Le royaume séoudien et ses partenaires du Conseil de coopération du Golfe (CCG) sont parvenus à combler leurs déficits budgétaires en 1996, en raison de la hausse des cours du brut, a indiqué un rapport de la Commission économique et sociale de l’ONU pour l’Asie occidentale (ESCWA), obtenu jeudi par l’AFP.
L’ESCWA, qui regroupe les pays du CCG — Arabie Séoudite, Koweit, Emirats arabes unis, Qatar, Bahrein et Oman —, l’Irak ainsi que six autres pays arabes, indique que les taxes non pétrolières dans les monarchies du Golfe proviennent essentiellement des taxes douanières, qui n’ont représenté que 8% du Produit intérieur brut (PIB) entre 1992 et 1994.
«De surcroît, les revenus des taxes pourraient être accrus en augmentant la portée du système d’impôts sur le revenu.

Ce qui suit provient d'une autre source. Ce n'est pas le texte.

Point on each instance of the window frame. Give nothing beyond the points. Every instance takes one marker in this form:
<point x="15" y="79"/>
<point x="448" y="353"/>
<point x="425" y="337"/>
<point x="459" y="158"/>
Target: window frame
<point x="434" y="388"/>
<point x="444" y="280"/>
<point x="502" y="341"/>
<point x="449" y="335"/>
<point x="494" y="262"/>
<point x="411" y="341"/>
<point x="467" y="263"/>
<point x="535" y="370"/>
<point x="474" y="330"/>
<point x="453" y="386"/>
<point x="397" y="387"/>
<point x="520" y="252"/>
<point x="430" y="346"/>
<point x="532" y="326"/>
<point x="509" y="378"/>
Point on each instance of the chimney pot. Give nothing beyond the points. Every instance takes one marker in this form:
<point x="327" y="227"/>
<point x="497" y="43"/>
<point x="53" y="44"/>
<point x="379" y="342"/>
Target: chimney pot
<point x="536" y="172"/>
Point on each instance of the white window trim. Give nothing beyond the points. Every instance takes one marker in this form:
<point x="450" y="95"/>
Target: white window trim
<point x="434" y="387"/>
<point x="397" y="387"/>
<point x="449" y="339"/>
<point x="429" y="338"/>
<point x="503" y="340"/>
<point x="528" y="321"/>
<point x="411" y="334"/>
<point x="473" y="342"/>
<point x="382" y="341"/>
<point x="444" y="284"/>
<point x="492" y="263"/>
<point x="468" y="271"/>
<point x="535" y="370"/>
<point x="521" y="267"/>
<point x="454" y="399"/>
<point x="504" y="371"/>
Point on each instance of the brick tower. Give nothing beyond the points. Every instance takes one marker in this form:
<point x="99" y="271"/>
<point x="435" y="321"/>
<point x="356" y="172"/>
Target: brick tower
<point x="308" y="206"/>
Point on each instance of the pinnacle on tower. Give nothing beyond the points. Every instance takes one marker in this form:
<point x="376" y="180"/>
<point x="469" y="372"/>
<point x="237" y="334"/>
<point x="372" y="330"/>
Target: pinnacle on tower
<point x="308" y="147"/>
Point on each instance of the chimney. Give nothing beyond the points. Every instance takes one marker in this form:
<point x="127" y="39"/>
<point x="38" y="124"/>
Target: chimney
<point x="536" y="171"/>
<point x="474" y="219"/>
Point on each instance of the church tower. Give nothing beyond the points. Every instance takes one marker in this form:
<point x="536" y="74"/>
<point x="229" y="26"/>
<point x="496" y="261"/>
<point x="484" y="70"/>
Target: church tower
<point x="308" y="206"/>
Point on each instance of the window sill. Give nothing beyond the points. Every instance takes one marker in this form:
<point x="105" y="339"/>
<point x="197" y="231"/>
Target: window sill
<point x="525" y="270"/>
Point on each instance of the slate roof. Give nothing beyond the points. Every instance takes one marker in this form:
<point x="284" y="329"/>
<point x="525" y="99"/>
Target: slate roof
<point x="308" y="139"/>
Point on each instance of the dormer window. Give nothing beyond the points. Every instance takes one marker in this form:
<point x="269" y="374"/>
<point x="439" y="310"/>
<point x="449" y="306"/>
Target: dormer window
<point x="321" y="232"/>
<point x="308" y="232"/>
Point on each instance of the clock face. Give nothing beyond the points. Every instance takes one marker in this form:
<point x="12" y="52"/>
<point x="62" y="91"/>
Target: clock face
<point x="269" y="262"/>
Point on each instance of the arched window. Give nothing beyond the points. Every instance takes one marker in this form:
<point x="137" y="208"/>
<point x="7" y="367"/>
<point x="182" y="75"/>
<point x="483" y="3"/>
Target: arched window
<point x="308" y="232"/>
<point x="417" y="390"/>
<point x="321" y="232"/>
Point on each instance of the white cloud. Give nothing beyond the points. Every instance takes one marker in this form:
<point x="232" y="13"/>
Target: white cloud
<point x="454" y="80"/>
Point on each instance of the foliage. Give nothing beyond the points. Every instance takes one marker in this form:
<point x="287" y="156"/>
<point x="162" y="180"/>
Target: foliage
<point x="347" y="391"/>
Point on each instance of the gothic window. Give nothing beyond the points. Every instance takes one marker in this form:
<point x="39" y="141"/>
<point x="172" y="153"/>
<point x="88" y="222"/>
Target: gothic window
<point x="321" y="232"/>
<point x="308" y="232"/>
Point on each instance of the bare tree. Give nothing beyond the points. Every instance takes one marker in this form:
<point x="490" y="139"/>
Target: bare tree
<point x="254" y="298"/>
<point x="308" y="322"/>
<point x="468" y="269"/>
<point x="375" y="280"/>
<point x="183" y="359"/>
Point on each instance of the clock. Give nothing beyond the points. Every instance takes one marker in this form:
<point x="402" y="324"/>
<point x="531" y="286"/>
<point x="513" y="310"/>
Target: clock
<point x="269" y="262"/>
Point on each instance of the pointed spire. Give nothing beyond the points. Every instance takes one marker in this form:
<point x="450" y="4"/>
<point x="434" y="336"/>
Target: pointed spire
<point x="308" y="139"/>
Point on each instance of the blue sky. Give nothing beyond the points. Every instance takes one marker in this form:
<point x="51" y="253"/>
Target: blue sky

Toutefois, cette politique de réformes devra être appliquée progressivement alors que les cours du brut sont relativement élevés», selon l’ESCWA.
Le rapport met en garde les six pays du CCG, qui contrôlent 45% du pétrole dans le monde, contre l’augmentation subite et importante des taxes non pétrolières pour répondre à un «possible déclin des revenus pétroliers».
Les pays du CCG imposent des taxes limitées aux compagnies et banques, mais n’imposent pas d’impôts sur le revenu aux individus.
Avec l’appui du Fonds monétaire international (FMI), le royaume séoudien a majoré les tarifs de l’électricité et de l’eau et ceux des vols aériens intérieurs, dans le cadre des réformes qui visent à éliminer progressivement les subventions de l’Etat.
Mais l’Arabie, qui assure plus de 12% des livraisons mondiales de brut, évite la création d’impôts, après qu’une décision de ce genre eut poussé les hommes d’affaires étrangers à retirer massivement leurs fonds en 1980.
Ryad était alors revenu sur sa décision, ce qui avait poussé ses partenaires du CCG à renoncer à la création d’impôts.
Les pays du CCG, qui s’efforcent d’alléger la pression sur leurs budgets, ont en revanche imposé davantage de redevances sur certains services et éliminé graduellement les subventions.
Le rapport relève toutefois que la hausse importante des cours du brut a «permis aux gouvernements arabes de reporter la réduction des subventions sur certains produits et services».
La majorité de ces pays tablent sur un budget équilibré vers l’an 2000, mais les experts doutent que cet objectif puisse être atteint, ces Etats ayant de lourdes dettes et d’importantes dépenses consacrées à la défense.